- Long Lake Township, Minnesota Location within the state of Minnesota Long Lake Township, Minnesota Long Lake Township, Minnesota (the United States)
- Coordinates: 43°53′20″N 94°41′13″W﻿ / ﻿43.88889°N 94.68694°W
- Country: United States
- State: Minnesota
- County: Watonwan

Area
- • Total: 35.6 sq mi (92.3 km^{2})
- • Land: 34.4 sq mi (89.0 km^{2})
- • Water: 1.3 sq mi (3.3 km^{2})
- Elevation: 1,161 ft (354 m)

Population (2000)
- • Total: 346
- • Density: 10/sq mi (3.9/km^{2})
- Time zone: UTC-6 (Central (CST))
- • Summer (DST): UTC-5 (CDT)
- FIPS code: 27-38024
- GNIS feature ID: 0664819

= Long Lake Township, Watonwan County, Minnesota =

Long Lake Township is a township in Watonwan County, Minnesota, United States. The population was 346 at the 2000 census.

==History==
Long Lake Township was organized in 1868.

==Geography==
According to the United States Census Bureau, the township has a total area of 35.6 square miles (92.3 km^{2}), of which 34.4 square miles (89.0 km^{2}) are land and 1.3 square miles (3.3 km^{2}) (3.56%) are water.

==Demographics==
As of the census of 2000, there were 346 people, 141 households, and 108 families residing in the township. The population density was 10.1 PD/sqmi. There were 181 housing units at an average density of 5.3 /sqmi. The racial makeup of the township was 96.82% White, 0.58% Native American, 2.31% Asian, and 0.29% from two or more races. Hispanic or Latino of any race were 0.29% of the population.
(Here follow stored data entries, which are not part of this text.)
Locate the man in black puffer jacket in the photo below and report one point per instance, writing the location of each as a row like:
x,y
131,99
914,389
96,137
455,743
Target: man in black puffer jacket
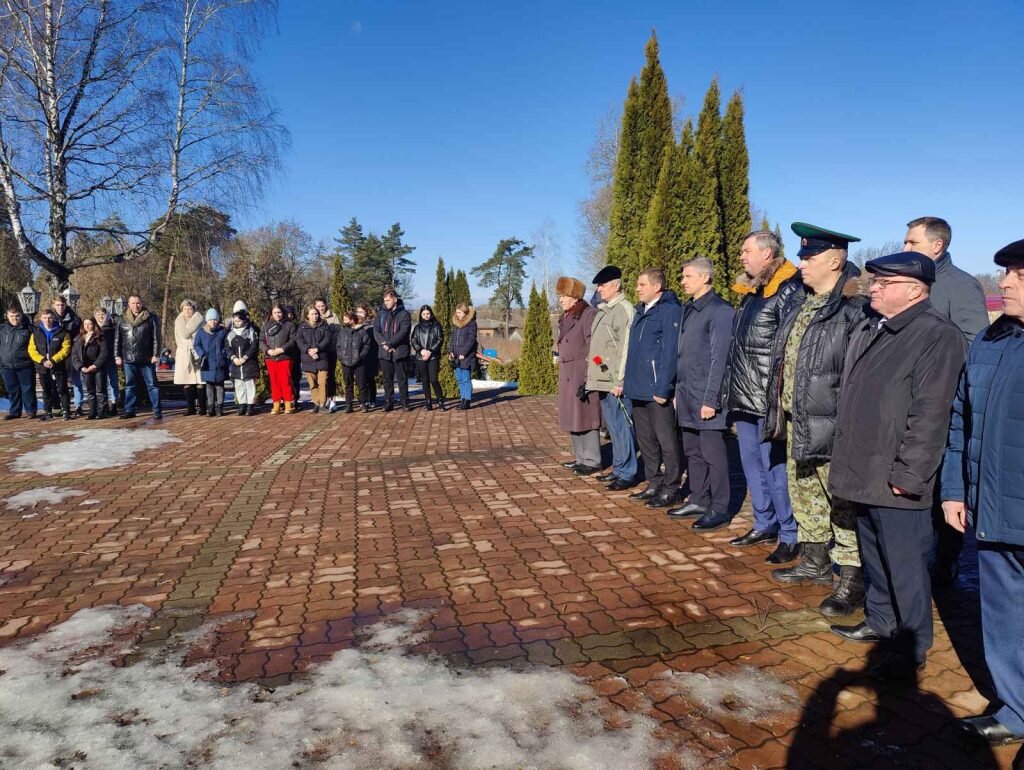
x,y
747,386
815,321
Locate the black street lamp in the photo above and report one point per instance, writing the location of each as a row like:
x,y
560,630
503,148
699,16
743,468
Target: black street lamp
x,y
29,298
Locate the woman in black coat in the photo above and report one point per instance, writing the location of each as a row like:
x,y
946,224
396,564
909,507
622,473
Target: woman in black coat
x,y
427,340
88,357
352,349
315,340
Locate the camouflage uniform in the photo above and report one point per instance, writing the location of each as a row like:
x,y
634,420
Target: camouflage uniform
x,y
819,516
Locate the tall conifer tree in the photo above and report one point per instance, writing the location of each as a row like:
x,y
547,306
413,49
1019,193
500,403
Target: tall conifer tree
x,y
734,168
537,371
645,138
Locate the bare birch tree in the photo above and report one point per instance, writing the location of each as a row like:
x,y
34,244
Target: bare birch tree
x,y
126,105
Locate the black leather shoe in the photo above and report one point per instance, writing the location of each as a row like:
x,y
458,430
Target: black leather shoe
x,y
783,553
859,633
685,511
987,729
665,500
753,538
644,494
712,521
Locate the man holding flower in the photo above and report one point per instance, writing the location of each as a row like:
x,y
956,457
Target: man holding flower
x,y
608,344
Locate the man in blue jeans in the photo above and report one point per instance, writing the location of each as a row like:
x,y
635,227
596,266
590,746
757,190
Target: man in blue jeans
x,y
766,275
136,347
605,370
27.0% of all households had children under the age of 18 living with them, 70.9% were married couples living together, 3.5% had a female householder with no husband present, and 22.7% were non-families. 20.6% of all households were made up of individuals, and 8.5% had someone living alone who was 65 years of age or older. The average household size was 2.45 and the average family size was 2.85.

In the township the population was spread out, with 22.8% under the age of 18, 4.3% from 18 to 24, 17.1% from 25 to 44, 34.1% from 45 to 64, and 21.7% who were 65 years of age or older. The median age was 48 years. For every 100 females, there were 113.6 males. For every 100 females age 18 and over, there were 103.8 males.

The median income for a household in the township was $47,500, and the median income for a family was $56,250. Males had a median income of $37,969 versus $21,250 for females. The per capita income for the township was $20,009. About 7.4% of families and 8.6% of the population were below the poverty line, including 8.0% of those under age 18 and 20.3% of those age 65 or over.